Andrew TrahanCar and Driver
Some cars are for winning races. Some are for winning attention. The Porsche 718 Spyder is for winning souls.
It’s not the quickest car in the 718 Boxster/Cayman family. Or the most structurally stiff. But what it lacks on the spec sheet, it returns in deep and meaningful allure. We spent two days firing through the Spyder’s six-speed gearbox, kissing 8000 rpm with its flat-six until our ears rang, and bending Southern California’s Sierra Nevada roads to our will. No turbos, just a manual transmission and a 414-hp 4.0-liter flat-six with enough character to merit a documentary. What more could we ask for?
Central to its appeal, and at the core of what it once meant to be a mid-engine Porsche, is the Spyder’s sound. Its intake note—especially in the meaty zone above 5000 rpm—is a slice of internal-combustion magic usually reserved for Porsche’s immediately sold-out models. It begins as a hollow bellow then builds to a screaming rage by redline. Hello, sharpness, our old friend. We’re glad to talk with you again.
Now, to fully grasp this most refreshing Porsche, imagine standing on one of the many switchbacks on Sherman Pass Road, 8000 feet above sea level in California’s Sierra Nevada. A low bawl builds in the distance. The sound of 8000 rpm. Once in view, the roadster brakes sharply, bangs off an instant downshift, and rotates, casting a net of gravel across the aging tarmac. And then it’s gone. The noise slipping away, bouncing off the valley, eventually a warm memory.
The 718 Spyder wants your car-loving soul. If the engine’s sound doesn’t get you, the car certainly will with its weighty, precise variable-ratio steering that feeds cornering forces and available grip into a stream of information pulsing through the Alcantara-wrapped rim. Carbon-ceramic brake rotors cost as much as a decent used Civic, but paired with Michelin Pilot Sport Cup 2 summer tires, they can stop this 3136-pound convertible into yesterday.
You’re conscious of the mass in the middle of the car as you move through a corner, but it never feels as if something tragic and telephone-pole-related is about to happen. Brake late and aggressively and the Spyder won’t scrape its chin on the road. It is stiff, but the adaptive dampers are so well matched to its springs that there’s not a corresponding penalty in ride quality, despite it being 1.2 inches lower than a base Boxster.
Even in a place where grip is inconsistent and the surface far from perfect, we find confidence. Sherman Pass Road—with its off-camber twists, broken seams, pointy rocks disguised as pine cones, and crumbling road edges—isn’t for novices, and the Spyder isn’t a starter sports car. Without turbos to provide low-end thrust, the 718 requires real work to go fast here. You need to hold gears to redline, commit to the throttle over crests, and trust that those brakes were worth raiding your child’s college fund. The higher we climb, the more we miss the earth’s oxygen. Effortless acceleration at 4000 feet becomes more of a chore at 8000. But hearing the engine work harder and longer is no burden.

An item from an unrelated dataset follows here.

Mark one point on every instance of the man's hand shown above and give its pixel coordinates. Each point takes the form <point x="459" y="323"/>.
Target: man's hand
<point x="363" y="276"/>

The Spyder makes the sprint to 60 mph in 3.8 seconds, which is a couple of ticks behind a Boxster GTS powered by a 365-hp turbocharged flat-four and equipped with the launch-control-enabled dual-clutch automatic transmission. But we’re okay with trading stopwatch ticks for experience.
It’s not all glory, though. The Spyder’s pairing of a softtop with huge, sticky Michelins creates some major tire noise. It’s loud enough to drown out Sammy Hagar’s “I Can’t Drive 55” at modern freeway speeds. And the multistep, mostly manual top operation is slow and laborious for a car catering to this income bracket, even if it looks completely stunning. Those are the downsides of the Spyder. Possibly you’ll be willing to bear its vices. And maybe even its sticker.
Spyders start at $97,650. Outfitted with $8000 carbon-ceramic brakes, $5900 carbon-fiber seats, a $2320 nav system, and more, our test car is a $120,530 ask. If that seems like a lot of money for a Boxster, that’s because it is. But we’ve spent time in many Porsches, and this one has the rewards of the rare ones that cost even more. The rewards of open-air freedom, mid-engine balance, and a flat-six that you’ll hear long after the drive.
Clean Solution
To meet stringent Euro 6 emission standards, European models of the 718 Spyder and Cayman GT4 are fitted with two particulate filters, one for each bank of cylinders. Euro 6 allows for only one-tenth of the previously allowed particulate emissions. On European models, the exhaust gases are forced through the filter walls, trapping soot that is burned off later. United States models use a straight-through filter design without the expensive, soot-trapping precious-metal coating. This makes them inert and nothing more than sound attenuators. Porsche keeps these on U.S.-bound 718 Spyders and Cayman GT4s so it doesn’t have to change the specification of the muffler.